While the motives of perpetrators vary — some do it to make a profit, selling footage to websites and platforms, while others do it for pleasure or to exact revenge on ex-partners — the impact can leave victims with profound trauma. The psychological damage is often exacerbated by negative experiences with police officers and the legal system, the report found, with prosecutors dropping more than 40 percent of digital sex crime cases.
The placement of spy cameras in public toilets was so pervasive that the Seoul government, in 2018, unveiled a program to inspect the city’s 20,000-plus restrooms daily. “This huge commitment of human resources was indicative of just how out of control the problem of people filming and trying to film intimate images of women and girls in public toilets—and other public locations—had become,” the report stated.

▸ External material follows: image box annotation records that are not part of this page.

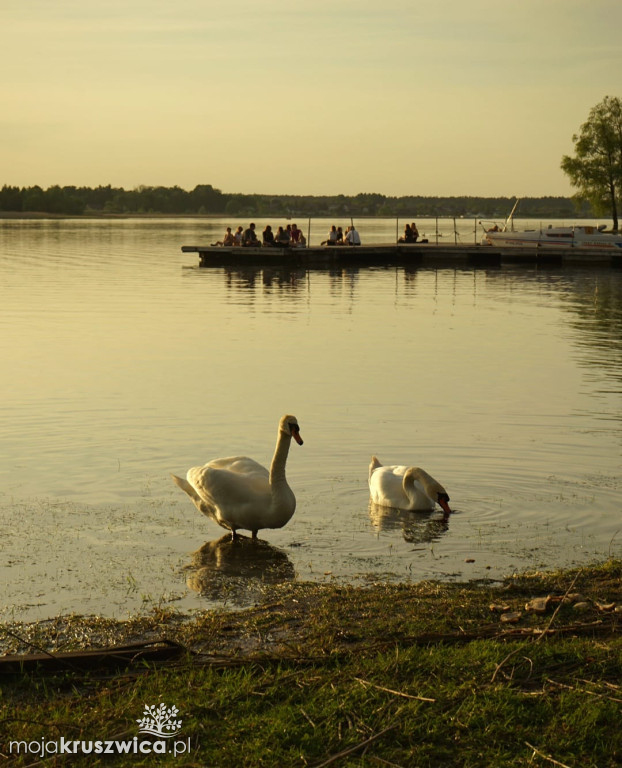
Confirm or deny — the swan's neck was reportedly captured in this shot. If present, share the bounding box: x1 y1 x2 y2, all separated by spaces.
270 430 292 486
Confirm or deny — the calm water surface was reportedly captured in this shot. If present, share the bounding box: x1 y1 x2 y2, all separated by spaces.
0 214 622 619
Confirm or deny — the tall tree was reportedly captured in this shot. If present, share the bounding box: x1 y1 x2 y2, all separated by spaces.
561 96 622 232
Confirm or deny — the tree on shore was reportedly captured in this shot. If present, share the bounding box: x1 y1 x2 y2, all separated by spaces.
561 96 622 232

The spy cameras are often hidden in everyday objects like toothpaste tubes, coat hangers, or coffee cups, Barr explained, with the ability to stream footage directly to a user’s smartphone. The report recounted a chilling example of a victim whose boss gifted her a clock. The object, she later discovered, had been streaming footage from her bedroom to his cell phone for more than a month. When she approached him about it, he asked: “Is that the thing you stayed up all night to Google?” The experience affected her mental health; she now takes medication to manage her anxiety and depression.

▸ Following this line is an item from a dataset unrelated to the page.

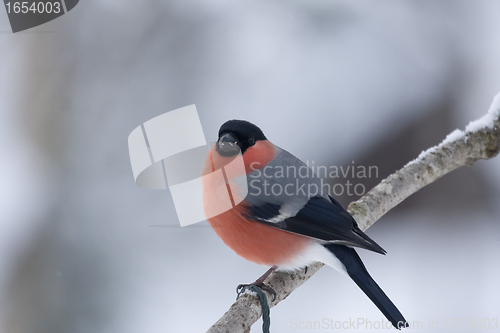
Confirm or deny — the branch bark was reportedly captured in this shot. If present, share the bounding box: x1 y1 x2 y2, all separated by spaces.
207 93 500 333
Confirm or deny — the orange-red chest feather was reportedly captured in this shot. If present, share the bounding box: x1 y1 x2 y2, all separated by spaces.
202 140 310 266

Another subject learned a neighbor had been covertly filming her through her window. The police later found that he had images of seven other women stored on his electronic devices, and was charged a few years earlier for the same crime. Despite that, he received a suspended offense, underscoring criticism that perpetrators are not adequately punished for their crimes. In 2019, according to the report, prosecutors dropped 43.5 percent of sexual digital crime cases, while 79% percent of people convicted of recording nonconsensual intimate images were given a suspended sentence or fine in 2020.
“At the heart of the government response is a failure to appreciate how deep the impact of digital sex crimes is on survivors,” the report concludes. “Once a non-consensual image has been shared once, or the victim simply fears it might be shared, the fear of the image appearing or reappearing hangs over the survivor indefinitely.”